Rozdział 9

235 10 4
                                    

Otworzyłam leniwie oczy, dziwne jestem w moim pokoju a mogła bym przysiąc że jeszcze przed chwilą byłam gdzie indziej. Edek musiał mnie przenieść. Wstałam i przeciągnęłam się. Usłyszałam że ktoś idzie korytarzem w moim kierunku. Był to Piotr.

- Zbieraj się, zaraz zaczyna się pojedynek.
- Że co? To już, kurde. - zaczęłam biegać po kwaterze i ubierać się.
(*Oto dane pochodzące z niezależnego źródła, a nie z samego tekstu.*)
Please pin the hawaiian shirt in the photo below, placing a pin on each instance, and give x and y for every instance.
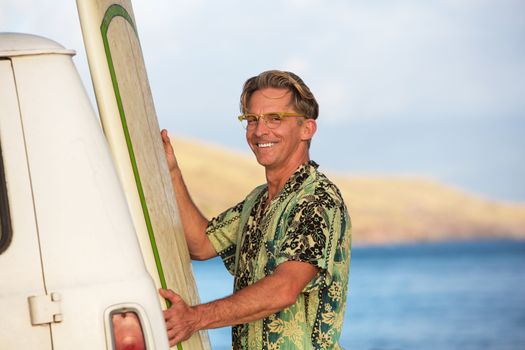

Chłopak zaśmiał się tylko i pomógł mi zakładać moją zbroje. Ja osobiście chciałam walczyć w mojej kamizelce, ale chłopaki się nie zgodzili, zwłaszcza Edek. Mówili że to nie jest zabawa, no co wy, nie wiedziałam. No ale juz dałam spokój i się zgodziłam na tą zbroje. Wiecie co jest najgorsze, że muszę walczyć mieczem. Nie mówię że jestem w tym zła, bo jestem całkiem dobra tylko po prostu wolę moje sztylety. Wygodniejsze są. No i oczywiście muszę walczyć z tarcza, nie na widzę ich! Krępują ruchy. Skończyłam zakładać zbroje i razem z Piotrem wyszliśmy z kwatery.

Wyszłam z kopuły po mojej prawej szedł Piotr a po lewej Edek. Za nami szedł Kaspian. Moja zbroja była pozłacana w niektórych miejscach, a na piersi widniał wizerunek lwa. Doszliśmy do ruin przed baza gdzie miał odbyć się pojedynek. Miraz już tu był ze swoimi ludźmi. Założyłam hełm, wzięłam tarcze od Piotra i odwróciłam się w stronę Edmunda.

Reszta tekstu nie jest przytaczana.